Shame on the son's suicide
The dispute over Burchill's canceled book seems as absurd as the transgender debate over J. K. Rowling. The "Harry Potter" author had triggered a shit storm with statements about transsexuality; This is partly because she finds claims that biological women have no common experiences "misogynistic and regressive".

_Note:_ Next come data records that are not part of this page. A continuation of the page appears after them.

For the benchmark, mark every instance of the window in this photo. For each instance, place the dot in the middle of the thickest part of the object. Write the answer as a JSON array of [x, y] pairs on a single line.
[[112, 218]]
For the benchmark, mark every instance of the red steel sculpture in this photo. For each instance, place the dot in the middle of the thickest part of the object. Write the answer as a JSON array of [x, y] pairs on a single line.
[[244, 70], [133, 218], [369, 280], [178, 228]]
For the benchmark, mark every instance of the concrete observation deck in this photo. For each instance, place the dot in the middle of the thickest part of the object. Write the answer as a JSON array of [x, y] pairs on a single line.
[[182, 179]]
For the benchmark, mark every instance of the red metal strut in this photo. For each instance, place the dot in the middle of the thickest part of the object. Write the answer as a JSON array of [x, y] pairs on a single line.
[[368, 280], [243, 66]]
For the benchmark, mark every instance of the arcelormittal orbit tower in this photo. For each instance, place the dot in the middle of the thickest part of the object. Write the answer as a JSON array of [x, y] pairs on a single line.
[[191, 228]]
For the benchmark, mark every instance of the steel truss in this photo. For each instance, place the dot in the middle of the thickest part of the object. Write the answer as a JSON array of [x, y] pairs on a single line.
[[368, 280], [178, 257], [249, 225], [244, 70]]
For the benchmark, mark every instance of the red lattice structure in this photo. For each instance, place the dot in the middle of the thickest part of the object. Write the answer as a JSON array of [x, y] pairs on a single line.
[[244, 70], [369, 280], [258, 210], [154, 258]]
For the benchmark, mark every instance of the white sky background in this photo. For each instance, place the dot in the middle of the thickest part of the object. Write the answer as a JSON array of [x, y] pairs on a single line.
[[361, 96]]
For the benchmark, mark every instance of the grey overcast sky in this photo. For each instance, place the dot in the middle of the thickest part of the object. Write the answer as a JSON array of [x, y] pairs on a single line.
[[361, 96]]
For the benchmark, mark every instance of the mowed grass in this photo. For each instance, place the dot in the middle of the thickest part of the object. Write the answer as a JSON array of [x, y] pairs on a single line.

But while Rowling was hurt by the hateful reactions, Burchill processed the attacks in her own way. This despite the fact that her Twitter haters were not too bad to cover the author with malicious remarks about her son's suicide. Burchill signed off her Twitter account, but continued to comment on the event from her Facebook page.
She confronts her opponents not only in a robust manner, but also with the sarcasm that is typical of many of her texts: "I've been receiving death threats since I was 17 and it excites me sexually." Even if the 61-year-old can compete with her opponents in terms of polemics and loudness, she has some advantages over them: above all, the gift of writing better and funnier than most of her critics.
Because these are not about jokes, on the contrary, they are downright eager to misunderstand jokes and satire. A telling symptom of the post-ironic woke culture is its complete lack of humor. With the backing out of the publisher, Burchill's latest book is now receiving even more advertising, which of course has not escaped its critics. They would probably have gotten exactly the book they deserved from Burchill - and they will very likely get it after Burchill finds another publisher.